How fast does MENACE learn? if you were to reset all its settings and place it in front of a perfect user, one that never loses, MENACE will start playing equally as perfect after about only 35 games (in the graph below the higher the beads the more sure MENACE is of the move its about to make).
Against a random clicker, it caught on after about 70 games and stopped losing and nearly ever tied (to play around with MENACE click here). So how exactly is MENACE learning and how is it used in modern machine learning?
MENACE is learning to refine its strategy using reinforcement learning, one of the three paradigms in machine learning. MENACE was also used as one of the first examples of how reinforcement learning works. The three main ways machines learn to learn are reinforcement learning, supervised learning, and unsupervised learning. What differs reinforcement learning is that it focuses on finding a balance between exploration and exploitation. Exploration being uncharted or new territory (such as picking a bead randomly and seeing if it’ll win or not) and exploitation is using current knowledge (such as picking a bead with a higher success rate in the past).

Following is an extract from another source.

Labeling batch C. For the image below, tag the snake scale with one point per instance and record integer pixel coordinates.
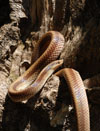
(47, 51)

Another main part of reinforcement learning is the reward. Good behaviours are treated with a positive rewards, while bad behaviours might be treated with negative ones. So in the beginning when the machine knows very little, or nothing at all, it will start to make random decisions. After each decision (like picking a bead) it will be rewarded. If the decision was correct, it will be rewarded positively (adding a bead), and if it was wrong then a penalty might be introduced (taking a bead away). This way machines learn to change and adapt to the environment as every attempt improves the machine little-by-little.